For the last two months I, along with the scattered female side of my children, have been on a fairly strict diet in readiness for the day, relying on wonderful e-mails to keep our heads above water as temptation threatens. The women are doing it because they want to fit into hastily bought dresses, deliberately purchased a size or two too small and I, to look a tad more presentable and as the proposed bride said this week, less intimidating. The women are doing nicely, my wife of over 40 years is looking a picture, I for my part have lost 12 kilograms, a shade under two stone and destined to lose another four or five kilos before the big day, but as I look at my naked state in the mirror at 4.30am each morning, I notice no difference, as slim and lithe as ever but next time you go to the super-market just pick up 12 bags of sugar. I was carrying the equivalent round with me 24/7. I can now put my socks on with ease and I tie my shoe laces without a thought and do the 1001 things around the house that my wife of over 40 years asks me to do without the historic grumble of the last few years. Most of these 1001 things do not really need doing but I do them all the same. It keeps her sweet and I no longer break sweat in carrying them out.

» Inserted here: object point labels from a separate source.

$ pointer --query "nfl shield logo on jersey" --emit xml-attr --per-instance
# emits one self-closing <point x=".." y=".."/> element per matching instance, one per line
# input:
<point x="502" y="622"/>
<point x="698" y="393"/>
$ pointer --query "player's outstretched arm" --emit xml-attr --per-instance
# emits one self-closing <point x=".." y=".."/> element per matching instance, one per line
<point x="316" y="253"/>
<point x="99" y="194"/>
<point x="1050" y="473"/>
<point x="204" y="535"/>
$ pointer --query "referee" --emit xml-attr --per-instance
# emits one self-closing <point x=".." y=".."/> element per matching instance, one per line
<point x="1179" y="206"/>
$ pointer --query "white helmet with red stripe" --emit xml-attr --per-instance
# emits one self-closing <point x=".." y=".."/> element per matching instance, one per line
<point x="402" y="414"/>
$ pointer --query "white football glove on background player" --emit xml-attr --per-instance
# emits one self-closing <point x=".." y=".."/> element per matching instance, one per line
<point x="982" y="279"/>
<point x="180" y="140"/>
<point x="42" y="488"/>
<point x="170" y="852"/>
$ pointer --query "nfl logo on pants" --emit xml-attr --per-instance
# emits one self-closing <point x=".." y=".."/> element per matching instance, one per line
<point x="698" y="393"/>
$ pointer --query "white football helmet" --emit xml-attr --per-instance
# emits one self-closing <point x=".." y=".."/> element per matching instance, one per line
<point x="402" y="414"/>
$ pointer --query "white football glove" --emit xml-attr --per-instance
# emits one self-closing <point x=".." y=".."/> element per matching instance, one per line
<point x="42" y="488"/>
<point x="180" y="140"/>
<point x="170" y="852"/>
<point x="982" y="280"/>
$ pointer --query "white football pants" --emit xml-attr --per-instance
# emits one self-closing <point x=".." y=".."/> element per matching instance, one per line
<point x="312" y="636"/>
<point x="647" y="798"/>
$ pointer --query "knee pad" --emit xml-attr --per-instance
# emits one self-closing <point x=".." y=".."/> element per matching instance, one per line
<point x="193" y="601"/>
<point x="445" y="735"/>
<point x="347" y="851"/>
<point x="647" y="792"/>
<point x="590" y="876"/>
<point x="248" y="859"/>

The diet is relatively easy and within a few days you get into the swing of it. No oil in the cooking, no carbohydrates at all. I found potatoes easy but good bread and a little rice with a curry difficult but plenty of fruit, greens and a modicum of lean meat. Wine at the weekend and a necessary large aperitif most nights. Exercise although helpful is not necessary. I am now as light as I was 40 years ago but perhaps not as nimble.
However all this good work could easily come unstuck as the wedding approaches, with celebration dinners on most nights prior to the big day, plus a night celebrating an old school master’s longevity which I am really looking forward to. I must retain my iron will, think lettuce but I have a few doubts. Que sera.
Anyway outside of my little world things are beginning to move along apace. England have tightened their grip on fragile Australia in the Ashes series with only two or three of the English team actually sustaining their undoubted talents. If they could all click together there ain’t a team in the world to touch them.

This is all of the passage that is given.